OK, here’s how I read the Gordon and Dahl results: what they show is that most of what economists do is indeed fairly objective and non-ideological; business-cycle macro, although it’s not at all like that, is a small enough part of the academic field that their data don’t pick it up.

Unfortunately, while business-cycle macro may not be a large part of what economists do, it’s a field that matters a lot – especially with the world still facing its worst economic crisis in three generations.

And then there's the "schools of thought" in macro. As an IMF blog summarizes:

Contemporary microeconomic theory evolved steadily without fanfare from the earliest theories of how prices are determined. Macroeconomics, on the other hand, is rooted in empirical observations that existing theory could not explain. How to interpret those anomalies has always been controversial. There are no competing schools of thought in microeconomics—which is unified and has a common core among all economists. The same cannot be said of macroeconomics—where there are, and have been, competing schools of thought about how to explain the behavior of economic aggregates. Those schools go by such names as New Keynesian or New Classical. But these divisions have been narrowing over the past few decades (Blanchard, Dell’Ariccia, and Mauro, 2010).

And that frankly is being kind by not mentioning a lot of the stuff "out there" that nonetheless influences some politicians, e.g. more recently Sanders or even Rubio and the MMT, Erdogan and the "neo-Fisherites" etc.
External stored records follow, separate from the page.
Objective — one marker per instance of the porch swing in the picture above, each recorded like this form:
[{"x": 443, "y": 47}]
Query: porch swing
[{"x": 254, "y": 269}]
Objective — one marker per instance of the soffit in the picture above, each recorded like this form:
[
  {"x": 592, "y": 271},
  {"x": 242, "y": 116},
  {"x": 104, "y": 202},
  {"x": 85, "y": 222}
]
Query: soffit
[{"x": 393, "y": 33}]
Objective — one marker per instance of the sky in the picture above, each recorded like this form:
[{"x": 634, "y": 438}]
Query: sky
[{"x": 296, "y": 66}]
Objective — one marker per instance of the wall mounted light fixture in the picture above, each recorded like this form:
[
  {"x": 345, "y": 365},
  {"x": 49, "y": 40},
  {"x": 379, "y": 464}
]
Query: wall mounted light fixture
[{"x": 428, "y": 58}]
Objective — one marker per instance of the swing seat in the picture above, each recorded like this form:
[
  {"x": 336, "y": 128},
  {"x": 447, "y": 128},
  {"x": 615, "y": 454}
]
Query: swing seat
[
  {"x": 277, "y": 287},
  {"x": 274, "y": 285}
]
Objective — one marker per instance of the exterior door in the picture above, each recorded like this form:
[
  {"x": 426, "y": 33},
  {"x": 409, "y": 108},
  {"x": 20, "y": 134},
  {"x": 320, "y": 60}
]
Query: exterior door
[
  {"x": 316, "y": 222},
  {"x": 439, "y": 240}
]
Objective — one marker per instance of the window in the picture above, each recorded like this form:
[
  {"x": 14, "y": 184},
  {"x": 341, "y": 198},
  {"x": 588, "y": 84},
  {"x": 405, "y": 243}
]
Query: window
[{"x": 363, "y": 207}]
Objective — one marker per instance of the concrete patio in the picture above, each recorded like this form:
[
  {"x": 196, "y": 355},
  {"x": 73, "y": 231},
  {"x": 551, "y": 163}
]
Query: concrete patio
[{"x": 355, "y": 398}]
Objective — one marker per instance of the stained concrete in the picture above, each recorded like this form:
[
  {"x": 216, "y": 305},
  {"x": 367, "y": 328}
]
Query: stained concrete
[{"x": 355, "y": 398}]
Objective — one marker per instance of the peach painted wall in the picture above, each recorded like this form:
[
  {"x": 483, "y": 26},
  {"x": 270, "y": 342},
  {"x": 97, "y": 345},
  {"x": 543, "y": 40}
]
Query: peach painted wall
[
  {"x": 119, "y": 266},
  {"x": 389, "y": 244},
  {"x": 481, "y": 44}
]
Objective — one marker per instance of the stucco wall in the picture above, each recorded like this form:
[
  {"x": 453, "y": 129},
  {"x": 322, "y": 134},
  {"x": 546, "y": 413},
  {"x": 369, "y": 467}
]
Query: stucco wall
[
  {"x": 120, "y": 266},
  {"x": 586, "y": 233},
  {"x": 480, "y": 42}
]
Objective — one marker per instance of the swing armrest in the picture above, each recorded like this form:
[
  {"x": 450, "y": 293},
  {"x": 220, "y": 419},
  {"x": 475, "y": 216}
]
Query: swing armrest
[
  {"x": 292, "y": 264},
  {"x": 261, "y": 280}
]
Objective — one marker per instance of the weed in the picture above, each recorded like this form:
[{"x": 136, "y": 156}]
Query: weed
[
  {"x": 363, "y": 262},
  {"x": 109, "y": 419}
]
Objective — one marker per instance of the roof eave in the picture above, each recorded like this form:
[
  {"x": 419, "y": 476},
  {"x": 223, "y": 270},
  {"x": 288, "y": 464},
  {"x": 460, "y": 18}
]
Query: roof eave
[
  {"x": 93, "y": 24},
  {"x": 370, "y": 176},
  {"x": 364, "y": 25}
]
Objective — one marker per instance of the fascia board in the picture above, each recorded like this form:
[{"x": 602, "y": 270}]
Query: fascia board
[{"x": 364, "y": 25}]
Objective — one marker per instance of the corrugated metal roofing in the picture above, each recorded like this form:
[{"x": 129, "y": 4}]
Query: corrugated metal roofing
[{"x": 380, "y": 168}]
Personally, I never saw it this way. My background is in physics first, and I always viewed the micro/macro distinction as analogous to the quantum/classical distinction in physics. The point of macroeconomics is to describe the dynamics of bulk populations, which, due to constraints around information flows rooted in actual physics, are more efficient to attempt to manage through policy levers.

Micro gets you the deep, nitty-gritty observation of human behavior, but you can't actually do any meaningful experiments with a single individual. You always need a cohort, and then you end up talking about their bulk properties anyway, much like some of the more interesting results from quantum mechanics (e.g., the double-slit experiment).

The obsession with "micro foundations" for macro may make it sound like micro-economics is somehow superior, but I don't think that's the right way to describe the relationship. Also, to the extent that this analogy is valid, I strongly disagree that micro is "less complex".